Manchester City’s biggest game of the season is just hours away and the Blues go into the clash with Manchester United in much better form than their red-shirted neighbours. With three successive victories to their name, City have genuine cause for optimism when they welcome Sir Alex Ferguson and company to Eastlands for the fourth Manchester derby of the season.
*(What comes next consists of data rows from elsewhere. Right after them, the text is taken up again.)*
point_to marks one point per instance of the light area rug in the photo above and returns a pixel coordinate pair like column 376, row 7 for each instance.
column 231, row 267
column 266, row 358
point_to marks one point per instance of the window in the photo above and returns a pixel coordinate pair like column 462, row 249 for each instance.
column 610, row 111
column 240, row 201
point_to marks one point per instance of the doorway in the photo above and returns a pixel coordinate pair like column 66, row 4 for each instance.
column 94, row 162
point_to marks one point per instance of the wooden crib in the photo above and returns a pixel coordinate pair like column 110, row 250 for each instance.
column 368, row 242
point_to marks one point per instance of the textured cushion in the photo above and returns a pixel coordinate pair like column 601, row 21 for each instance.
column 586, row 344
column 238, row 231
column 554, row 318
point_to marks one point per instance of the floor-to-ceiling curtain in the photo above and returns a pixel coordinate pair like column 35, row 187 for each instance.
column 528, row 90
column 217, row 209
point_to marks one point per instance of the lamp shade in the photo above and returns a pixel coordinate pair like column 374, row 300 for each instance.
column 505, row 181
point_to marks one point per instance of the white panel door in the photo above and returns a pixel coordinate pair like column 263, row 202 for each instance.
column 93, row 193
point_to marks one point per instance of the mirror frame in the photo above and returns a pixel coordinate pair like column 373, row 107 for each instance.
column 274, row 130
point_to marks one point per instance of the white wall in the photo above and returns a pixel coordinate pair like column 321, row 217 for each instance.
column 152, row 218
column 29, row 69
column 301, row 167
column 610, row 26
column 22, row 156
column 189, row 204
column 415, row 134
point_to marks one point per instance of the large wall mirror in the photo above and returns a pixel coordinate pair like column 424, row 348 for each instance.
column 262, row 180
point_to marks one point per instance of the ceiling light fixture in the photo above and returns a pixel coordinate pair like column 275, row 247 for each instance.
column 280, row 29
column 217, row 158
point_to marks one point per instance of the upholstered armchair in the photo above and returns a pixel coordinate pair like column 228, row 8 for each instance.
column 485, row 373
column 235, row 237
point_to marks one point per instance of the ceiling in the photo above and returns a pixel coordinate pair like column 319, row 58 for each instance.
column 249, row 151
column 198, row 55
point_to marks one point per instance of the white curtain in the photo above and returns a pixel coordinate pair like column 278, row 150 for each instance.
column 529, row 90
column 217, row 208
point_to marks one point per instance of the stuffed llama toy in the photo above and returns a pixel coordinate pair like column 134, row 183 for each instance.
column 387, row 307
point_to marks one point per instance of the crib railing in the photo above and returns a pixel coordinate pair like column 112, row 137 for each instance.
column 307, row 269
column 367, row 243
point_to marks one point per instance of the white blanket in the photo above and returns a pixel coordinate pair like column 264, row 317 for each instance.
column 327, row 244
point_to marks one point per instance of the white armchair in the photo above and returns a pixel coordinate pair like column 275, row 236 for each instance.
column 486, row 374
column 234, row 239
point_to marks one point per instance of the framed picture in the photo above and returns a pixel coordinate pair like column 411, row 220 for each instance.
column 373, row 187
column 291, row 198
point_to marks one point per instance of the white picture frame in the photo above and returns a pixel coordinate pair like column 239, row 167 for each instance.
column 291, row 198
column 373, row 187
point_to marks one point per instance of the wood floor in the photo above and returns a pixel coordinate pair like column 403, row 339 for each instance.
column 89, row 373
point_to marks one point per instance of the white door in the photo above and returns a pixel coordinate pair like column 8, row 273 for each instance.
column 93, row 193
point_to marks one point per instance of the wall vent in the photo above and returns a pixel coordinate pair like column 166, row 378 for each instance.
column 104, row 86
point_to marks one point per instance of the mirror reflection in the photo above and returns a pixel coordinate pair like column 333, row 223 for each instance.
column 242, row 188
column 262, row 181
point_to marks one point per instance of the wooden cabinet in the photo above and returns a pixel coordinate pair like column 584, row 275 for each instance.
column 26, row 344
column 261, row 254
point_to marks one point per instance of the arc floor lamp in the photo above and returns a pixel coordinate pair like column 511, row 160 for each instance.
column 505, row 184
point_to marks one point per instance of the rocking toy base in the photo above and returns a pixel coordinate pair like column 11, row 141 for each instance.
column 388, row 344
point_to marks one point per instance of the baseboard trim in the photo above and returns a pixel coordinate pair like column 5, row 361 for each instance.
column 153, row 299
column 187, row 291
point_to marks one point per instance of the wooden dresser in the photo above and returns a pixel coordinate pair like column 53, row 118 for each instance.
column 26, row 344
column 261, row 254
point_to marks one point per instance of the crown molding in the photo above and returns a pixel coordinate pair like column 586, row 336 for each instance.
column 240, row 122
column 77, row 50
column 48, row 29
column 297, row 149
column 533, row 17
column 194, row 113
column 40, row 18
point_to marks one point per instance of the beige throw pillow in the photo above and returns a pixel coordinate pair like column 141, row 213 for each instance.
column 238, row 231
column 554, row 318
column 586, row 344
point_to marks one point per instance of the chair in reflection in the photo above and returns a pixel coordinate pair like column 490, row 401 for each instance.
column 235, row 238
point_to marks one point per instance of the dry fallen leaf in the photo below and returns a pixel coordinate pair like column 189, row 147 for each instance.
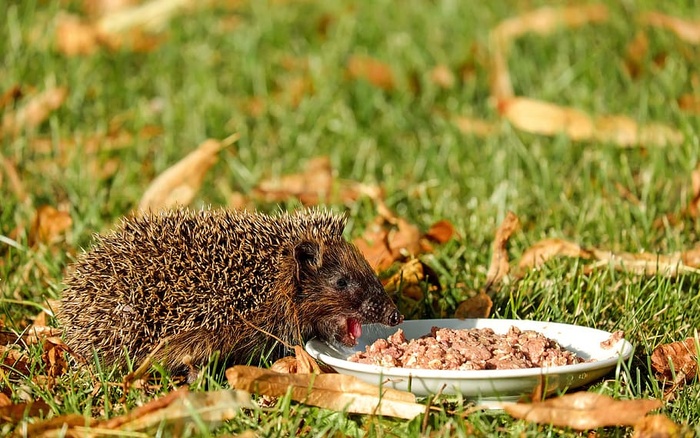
column 539, row 253
column 210, row 408
column 338, row 392
column 372, row 70
column 48, row 225
column 311, row 187
column 686, row 30
column 9, row 97
column 637, row 50
column 34, row 112
column 478, row 306
column 478, row 127
column 179, row 184
column 301, row 363
column 406, row 288
column 53, row 358
column 539, row 117
column 542, row 21
column 442, row 76
column 583, row 410
column 500, row 266
column 16, row 412
column 658, row 426
column 679, row 357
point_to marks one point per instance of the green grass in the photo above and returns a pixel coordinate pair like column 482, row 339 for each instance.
column 198, row 83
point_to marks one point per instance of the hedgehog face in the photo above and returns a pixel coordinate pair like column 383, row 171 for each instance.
column 338, row 292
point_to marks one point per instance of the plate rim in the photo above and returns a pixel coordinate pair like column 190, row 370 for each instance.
column 620, row 352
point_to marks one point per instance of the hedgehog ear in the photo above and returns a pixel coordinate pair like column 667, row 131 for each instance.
column 308, row 255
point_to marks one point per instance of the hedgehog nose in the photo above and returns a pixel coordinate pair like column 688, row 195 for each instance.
column 395, row 318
The three previous meetings between these eternal rivals produced more than enough goals, action and incident to last many a year, with United taking the league tie at Old Trafford in somewhat controversial fashion thanks to Michael Owen’s late, late goal. City got a modicum of revenge in the Carling Cup semi-final first leg, winning 2-1 through a Carlos Tevez double – which the Argentine celebrated in memorable fashion – but a week later Wayne Rooney sent the Red Devils to Wembley at the expense of their neighbours. This Saturday’s date promises to be equally as enthralling the aforementioned games and arguably has even more riding on it than January’s two-legged fixture – with both teams’ end of season hopes resting a great deal on the outcome of the lunchtime game. United cannot afford to drop any more points as they hunt down Chelsea at the top of the Premier League, while just a few spots below City are striving to clinch Champions League qualification.
City go into the game having hit their stride in impressive fashion in recent weeks, dismantling Wigan Athletic, Burnley and Birmingham City in fearsome style at the same time United’s title hopes floundered and their Champions League dream ended. The weekend City humiliated Burnley was the same weekend United’s championship push was severely dented by Chelsea and the mood around the two clubs could not be more different ever since. Roberto Mancini’s men have found not only their shooting boots but the swagger of a team that will challenge for honours in the near future. Conversely, United have been robbed of their main outlet for goals – although Rooney could return on Saturday – and the air of desperation that surrounded the draw with Blackburn Rovers was not one befitting of champions. A win for United at the City of Manchester Stadium would reverse the two sides’ fortunes but Mancini has galvanised his team since the clubs last met and numerous key players are back from injury or suspension and in excellent fettle as well.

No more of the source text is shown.